Friday 11 November 2022

The Outsider in the Schellberg Cycle

 

Roses, Blossoms, Flower, Rose Petals, Fragrance, Plant

Is there in the end actually anywhere a true insider and don’t we always at some time experience ourselves as the other?

There are plenty of examples of “the other” in the Schellberg books.

The House on Schellberg Street

Renate is shocked to find that she is Jewish. She isn’t Jewish enough though to feel comfortable with other Jews and she certainly struggles to feel at home in England. In the end she has to simply accept herself.

The Göddes are not like many other Germans. Hani Gödde in particular cannot be as enthusiastic about the BDM as the other girls.

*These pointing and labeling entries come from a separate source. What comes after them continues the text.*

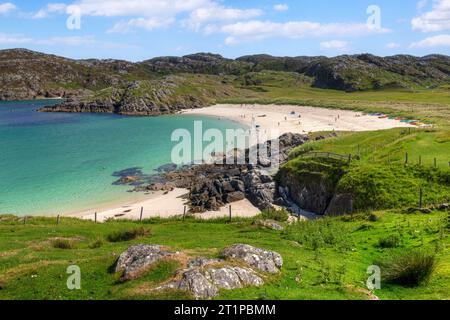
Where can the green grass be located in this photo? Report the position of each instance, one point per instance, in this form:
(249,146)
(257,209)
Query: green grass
(31,268)
(379,175)
(127,235)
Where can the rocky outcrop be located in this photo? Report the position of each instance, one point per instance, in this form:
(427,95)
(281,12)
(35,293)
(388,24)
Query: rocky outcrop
(206,281)
(137,259)
(202,277)
(312,185)
(269,224)
(266,261)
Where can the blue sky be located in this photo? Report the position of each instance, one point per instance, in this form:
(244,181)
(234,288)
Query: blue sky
(140,29)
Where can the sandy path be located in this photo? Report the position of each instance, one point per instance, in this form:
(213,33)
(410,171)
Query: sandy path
(165,206)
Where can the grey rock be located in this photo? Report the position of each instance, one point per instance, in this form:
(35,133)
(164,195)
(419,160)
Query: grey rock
(138,258)
(195,282)
(266,261)
(202,262)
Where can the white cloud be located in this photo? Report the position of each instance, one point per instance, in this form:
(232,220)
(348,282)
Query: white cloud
(7,7)
(442,40)
(18,39)
(334,45)
(67,41)
(422,4)
(281,7)
(12,39)
(152,14)
(438,19)
(393,45)
(259,30)
(49,9)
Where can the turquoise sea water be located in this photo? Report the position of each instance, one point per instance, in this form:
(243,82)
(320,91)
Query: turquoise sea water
(53,163)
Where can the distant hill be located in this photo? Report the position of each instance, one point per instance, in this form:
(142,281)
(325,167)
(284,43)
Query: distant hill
(27,75)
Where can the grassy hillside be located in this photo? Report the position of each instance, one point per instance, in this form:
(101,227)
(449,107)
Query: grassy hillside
(269,87)
(388,168)
(324,259)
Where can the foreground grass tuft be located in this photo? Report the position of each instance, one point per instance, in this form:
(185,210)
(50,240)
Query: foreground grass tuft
(277,215)
(391,241)
(410,269)
(127,235)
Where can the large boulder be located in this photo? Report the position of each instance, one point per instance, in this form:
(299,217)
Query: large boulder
(266,261)
(133,262)
(230,278)
(269,224)
(205,277)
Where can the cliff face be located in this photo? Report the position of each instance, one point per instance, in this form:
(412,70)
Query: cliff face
(312,185)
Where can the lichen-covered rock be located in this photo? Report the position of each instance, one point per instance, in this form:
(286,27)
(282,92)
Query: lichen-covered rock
(230,278)
(203,262)
(266,261)
(195,282)
(138,258)
(203,280)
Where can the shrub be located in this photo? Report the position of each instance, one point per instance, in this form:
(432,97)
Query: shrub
(277,215)
(62,244)
(317,234)
(391,241)
(127,235)
(409,269)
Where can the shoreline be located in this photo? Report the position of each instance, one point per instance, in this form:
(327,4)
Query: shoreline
(276,120)
(280,119)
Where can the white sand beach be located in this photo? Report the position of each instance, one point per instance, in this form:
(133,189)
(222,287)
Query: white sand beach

A school for children with disabilities and learning difficulties continues in the house on Schellberg Street.

Clara’s Story

Clara has to give up being Jewish. She never quite fits into the Gentile world and isn’t 100% attached to Steiner‘s teaching. She shelters what the Nazis would call defective children in her home.  

Girl in a Smart Uniform  

Gisela is at first an enthusiastic member of the Nazi regime. It can’t last however; her stepbrother has Down syndrome and she is a lesbian. She and her partner find sanctuary in the Netherlands but unfortunately there they are seen as being too German.

Face to Face with the Führer

Käthe is unusual; she studies science at university, unheard of for a woman in her day, she is the first woman to get her driving license in Munich and she learns to use a gun.    

The Class Letter

Renate’s former class mates are naïve. They have to face the horror of what the Nazi regime has brought. At the same time however, a gentle feminist rebellion takes place. Each of the girls featured does something a little unusual.

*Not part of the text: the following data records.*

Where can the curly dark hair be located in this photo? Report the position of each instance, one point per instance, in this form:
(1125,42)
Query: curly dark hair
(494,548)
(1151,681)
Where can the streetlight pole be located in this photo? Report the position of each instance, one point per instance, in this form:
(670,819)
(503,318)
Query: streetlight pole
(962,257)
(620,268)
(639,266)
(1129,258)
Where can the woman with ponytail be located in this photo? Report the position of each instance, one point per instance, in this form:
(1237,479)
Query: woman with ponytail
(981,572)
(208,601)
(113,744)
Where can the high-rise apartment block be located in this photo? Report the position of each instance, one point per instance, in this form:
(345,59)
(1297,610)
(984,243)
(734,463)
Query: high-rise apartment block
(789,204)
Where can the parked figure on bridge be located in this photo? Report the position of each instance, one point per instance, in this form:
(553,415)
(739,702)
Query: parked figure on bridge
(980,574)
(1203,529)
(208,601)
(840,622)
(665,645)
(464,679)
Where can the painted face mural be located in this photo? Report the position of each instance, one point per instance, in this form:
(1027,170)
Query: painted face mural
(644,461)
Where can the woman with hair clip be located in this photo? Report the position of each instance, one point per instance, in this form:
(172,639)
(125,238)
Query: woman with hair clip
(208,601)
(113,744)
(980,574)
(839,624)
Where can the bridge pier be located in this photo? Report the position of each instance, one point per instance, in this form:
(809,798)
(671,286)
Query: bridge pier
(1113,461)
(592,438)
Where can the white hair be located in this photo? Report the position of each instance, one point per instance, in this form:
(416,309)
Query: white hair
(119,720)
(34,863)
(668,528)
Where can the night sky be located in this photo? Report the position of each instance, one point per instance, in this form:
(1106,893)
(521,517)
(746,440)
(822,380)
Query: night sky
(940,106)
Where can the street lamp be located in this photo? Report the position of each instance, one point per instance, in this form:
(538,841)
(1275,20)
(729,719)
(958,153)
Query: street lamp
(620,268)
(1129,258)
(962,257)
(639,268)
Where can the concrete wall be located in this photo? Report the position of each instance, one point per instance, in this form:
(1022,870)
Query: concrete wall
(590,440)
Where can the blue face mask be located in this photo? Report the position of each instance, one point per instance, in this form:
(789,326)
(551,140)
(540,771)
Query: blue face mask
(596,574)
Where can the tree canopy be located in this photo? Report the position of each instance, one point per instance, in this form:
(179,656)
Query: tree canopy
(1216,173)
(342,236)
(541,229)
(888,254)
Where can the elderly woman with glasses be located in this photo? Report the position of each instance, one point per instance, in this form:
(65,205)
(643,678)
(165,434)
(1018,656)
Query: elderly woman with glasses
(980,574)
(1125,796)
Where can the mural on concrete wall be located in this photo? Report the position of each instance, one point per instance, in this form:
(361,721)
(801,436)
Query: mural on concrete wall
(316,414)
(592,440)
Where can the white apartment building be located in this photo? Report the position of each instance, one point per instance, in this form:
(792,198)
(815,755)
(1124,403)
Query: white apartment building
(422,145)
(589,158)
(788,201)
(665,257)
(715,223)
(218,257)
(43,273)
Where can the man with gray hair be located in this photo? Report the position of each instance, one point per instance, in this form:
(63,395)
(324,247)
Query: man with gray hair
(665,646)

One girl goes to agricultural college and becomes a farmer.

Another becomes an actor and works in an underground theatre satirizing Hitler’s regime.

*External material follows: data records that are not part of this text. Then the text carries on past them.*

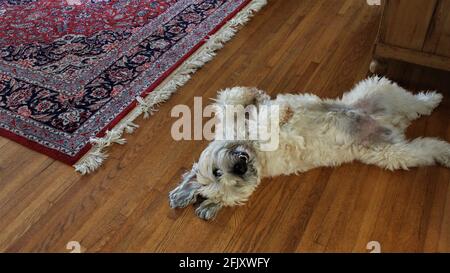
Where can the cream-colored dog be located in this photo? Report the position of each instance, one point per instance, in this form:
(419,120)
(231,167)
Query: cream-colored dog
(366,124)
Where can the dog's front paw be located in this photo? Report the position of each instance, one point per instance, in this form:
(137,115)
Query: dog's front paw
(208,210)
(182,196)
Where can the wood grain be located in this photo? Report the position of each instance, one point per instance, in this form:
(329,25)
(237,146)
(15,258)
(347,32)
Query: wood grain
(318,46)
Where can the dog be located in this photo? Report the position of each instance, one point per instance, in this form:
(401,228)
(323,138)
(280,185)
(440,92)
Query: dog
(366,124)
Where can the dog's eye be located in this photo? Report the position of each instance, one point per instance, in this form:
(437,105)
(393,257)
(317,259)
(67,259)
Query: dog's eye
(217,173)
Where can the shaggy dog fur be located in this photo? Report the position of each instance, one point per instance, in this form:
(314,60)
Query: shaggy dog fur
(367,124)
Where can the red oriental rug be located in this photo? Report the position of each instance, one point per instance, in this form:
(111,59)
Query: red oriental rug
(75,73)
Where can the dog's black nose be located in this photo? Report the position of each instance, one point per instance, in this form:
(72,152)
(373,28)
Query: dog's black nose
(240,167)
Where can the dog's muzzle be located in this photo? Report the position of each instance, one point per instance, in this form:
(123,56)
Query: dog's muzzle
(240,167)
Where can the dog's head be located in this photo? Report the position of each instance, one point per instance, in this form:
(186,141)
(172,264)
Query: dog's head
(228,172)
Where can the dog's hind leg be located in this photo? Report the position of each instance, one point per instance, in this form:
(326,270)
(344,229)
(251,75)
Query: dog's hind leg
(386,100)
(241,96)
(186,192)
(403,155)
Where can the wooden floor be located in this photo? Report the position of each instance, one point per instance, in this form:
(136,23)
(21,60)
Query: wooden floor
(319,46)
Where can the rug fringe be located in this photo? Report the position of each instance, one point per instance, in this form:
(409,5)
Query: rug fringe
(148,105)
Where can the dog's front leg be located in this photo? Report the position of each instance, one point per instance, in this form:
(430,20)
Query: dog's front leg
(208,209)
(185,193)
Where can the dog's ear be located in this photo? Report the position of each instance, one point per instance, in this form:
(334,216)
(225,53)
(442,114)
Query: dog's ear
(186,192)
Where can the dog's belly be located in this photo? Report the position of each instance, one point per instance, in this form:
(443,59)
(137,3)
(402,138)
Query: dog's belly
(345,124)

Twin sisters take over the management of their father’s firm after he died suddenly.

Their former class teacher refuses to teach the Nazi curriculum and has to give up being a teacher.

I Am of This Land

Blond-haired Jewess Helga survives Nazi Germany only to face more prejudice in her new home.  Even as she lived in hiding with other Jews she felt herself to be different.  

Gabriela’s story

She is different from her family anyway.  She is artistic and has Mediterranean looks. She mixes with artists and musicians.  And she joins the German resistance.

 

There is so much “otherness” here that the “other” becomes the normal. Is there something to be learnt about how we respond to the strange? Should we not welcome the novelty of it rather than fear it? Isn’t it our fear that leads to division?